While that seems like a simple way to handwave in-game death, since your synthetic form can be mentioned once and never again, it takes serious legwork to implement it in any game with a hint of story. Portal's co-op mode gets away with it because the robot bodies are just there to facilitate you shooting holes in the wall, but something like The Talos Principle has to explain why you, robot, need so many bodies to accomplish your objective. Robot-projection death only works if it's built into the bedrock of the game, but when it is, your mechanical immortality can itself open up interesting questions. Reaching your goal is the only way for this all to end, but what could be so important that the game keeps endlessly rebuilding you to do it?
You reform from your own gushy remains
As seen in: Super Meat Boy
You're not a creature of this world. For whatever reason the laws of physics and biology don't apply to you, and after being mercilessly splattered against a stray sawblade, you're able to gather up your own remains and reconstitute yourself. There's no pretenses of logic here, no attempt to explain how you flagrantly defy the blueprint of the universe. Just you, reforming yourself at the end of every death, the game daring you to question it.
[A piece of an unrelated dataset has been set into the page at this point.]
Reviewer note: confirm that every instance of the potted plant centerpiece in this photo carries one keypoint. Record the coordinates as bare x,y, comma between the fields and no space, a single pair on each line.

This approach only really works if a game is willing to commit to the levels of absurdity it demands. But once that's accomplished, this may well be the most indisputable death dodge out there, because it isn't really a dodge at all. You die, and have enough will left to rebuild yourself through a means that only the unforgiving cosmos understands. That, in a weird way, becomes the epitome of persistence. If the protagonist is willing to scrape what remains of their flesh off yet another death contraption and do it all over again, what excuse do you have?